Thursday, December 31, 2009

Martin Neilson

Martin Neilson, alias “Frank N. Muriett,” was born on November 16, 1840, in Copenhagen, Denmark.

Martin immigrated to America and by 1860 he was a farm laborer working for and/or living at the hotel of Stephen Corl in Cannon, Kent County.

He stood 5’10” with gray eyes, brown hair and a light complexion and was 20 years old and living in Kent County when he enlisted with the consent of the Justice of the Peace in Company K on May 13, 1861. He was present for duty through December of 1861, but by February of 1862 was listed as a camp guard. He was present with the company in April and sick in a hospital sometime in late June. Martin returned to duty and was shot in the right arm on August 29, 1862, at Second Bull Run. His discharge paper noted that the “gunshot wound in the right forearm [produced] loss of action in the pronator and supinator muscles. . . . The ball entering from behind while in the act of charging bayonets -- at the junction of the upper and middle thirds, striking the ulna and following around this bone from without inwards, to within two inches of the carpal extremity.” According to a statement made after the war, he was shot “in his right fore-arm, just below the elbow joint, and the ball was cut out near the wrist, on the same day, by the regimental surgeon.”

After being shot, Martin was sent to a hospital in Washington, DC (possibly Douglas hospital), and remained there for some five or six weeks, before being returned to the regiment. Other records note that he was hospitalized at Fort McHenry, Maryland, from September through December of 1862. Martin recalled years later that “After remaining with the regiment two or three months his wounds broke out and he was sent to hospital again at the head of 14th Street, Washington, DC.” He added that “He remained in this hospital about two months and then went back to his regiment then stationed near Fredericksburg, Va. Here he remained and the regiment also, until he was discharged.”

He was possibly returned to the regiment (perhaps only on paper) sometime in early fall but was reported sick in a general hospital from November 2. By February of 1863 he was present for duty, but was discharged for disability on March 18, 1863, at Camp Pitcher, Virginia. He claimed many years afterwards, that for the first five years after being wounded “he had to carry his armin a sling. His wound was painful and he . . . suffered very much ever since with pain in his arm and shoulder.”

It is not known for certain whether Martin returned to Michigan after he left the army, although he may have been living in Cannonsburg, Kent County in late March of 1863 when he applied for a pension (no. 465,298, drawing $17 in 1904) or he may have already settled in Illinois by that time.

What is known, however, is that at some point after the war, and for reasons unknown, Martin assumed the alias of “Frank Murriett.” (There is a War Department notation in his military service record stating that his correct name is “Frank Murriett.”)

In any case, by 1880 he was living in Milford, Iroquois County, Illinois.
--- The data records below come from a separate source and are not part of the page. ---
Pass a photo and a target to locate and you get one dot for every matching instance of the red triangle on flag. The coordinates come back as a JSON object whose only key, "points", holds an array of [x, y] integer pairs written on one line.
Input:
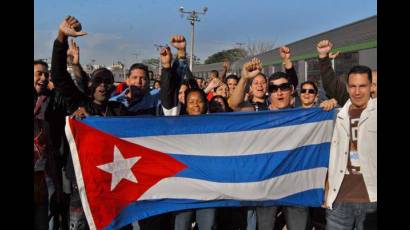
{"points": [[95, 148]]}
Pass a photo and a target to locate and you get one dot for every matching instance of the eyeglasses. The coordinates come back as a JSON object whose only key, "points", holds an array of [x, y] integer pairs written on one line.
{"points": [[311, 91], [106, 81], [283, 87]]}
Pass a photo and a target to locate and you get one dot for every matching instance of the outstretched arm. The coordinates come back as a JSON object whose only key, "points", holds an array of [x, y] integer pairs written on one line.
{"points": [[249, 71], [285, 54], [333, 85], [61, 78]]}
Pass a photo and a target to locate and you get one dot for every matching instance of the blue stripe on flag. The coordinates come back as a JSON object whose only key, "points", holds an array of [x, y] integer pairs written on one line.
{"points": [[126, 127], [252, 168], [144, 209]]}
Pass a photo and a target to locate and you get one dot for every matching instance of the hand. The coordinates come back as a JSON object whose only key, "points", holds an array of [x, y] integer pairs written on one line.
{"points": [[179, 42], [226, 64], [323, 48], [74, 51], [214, 83], [334, 55], [251, 69], [71, 27], [80, 113], [166, 57], [328, 104], [324, 205], [284, 52]]}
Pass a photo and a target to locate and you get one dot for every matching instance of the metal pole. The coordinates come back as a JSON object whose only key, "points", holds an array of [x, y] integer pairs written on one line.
{"points": [[160, 66], [191, 59]]}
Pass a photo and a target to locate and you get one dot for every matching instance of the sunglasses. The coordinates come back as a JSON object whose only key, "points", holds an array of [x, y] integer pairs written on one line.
{"points": [[311, 91], [106, 81], [283, 87]]}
He was still living in Milford in 1890, and probably resided in Milford for many years.

Martin was married at least twice: first to one Olivia or Olive Holderman, who reportedly died in Gilman, Illinois on November 19, 1872. He was subsequently married (as Frank Muriett) to Harriet “Hattie” A. Reist Yoder (d. 1921), on September 28, 1873, in Buckley, Illinois, and they had at least one child, a son J. A. Muriett (b. 1875).

By mid-1902 Martin was residing in Crawfordsville, Indiana.

In early 1909 he became sick with cancer and died of sarcoma of the left side of his abdomen on November 22, 1909, in Crawfordsville. His remains were sent to Illinois and he was buried on November 24 in Milford.

In November of 1909 his widow applied for and received a pension (no. 695,361).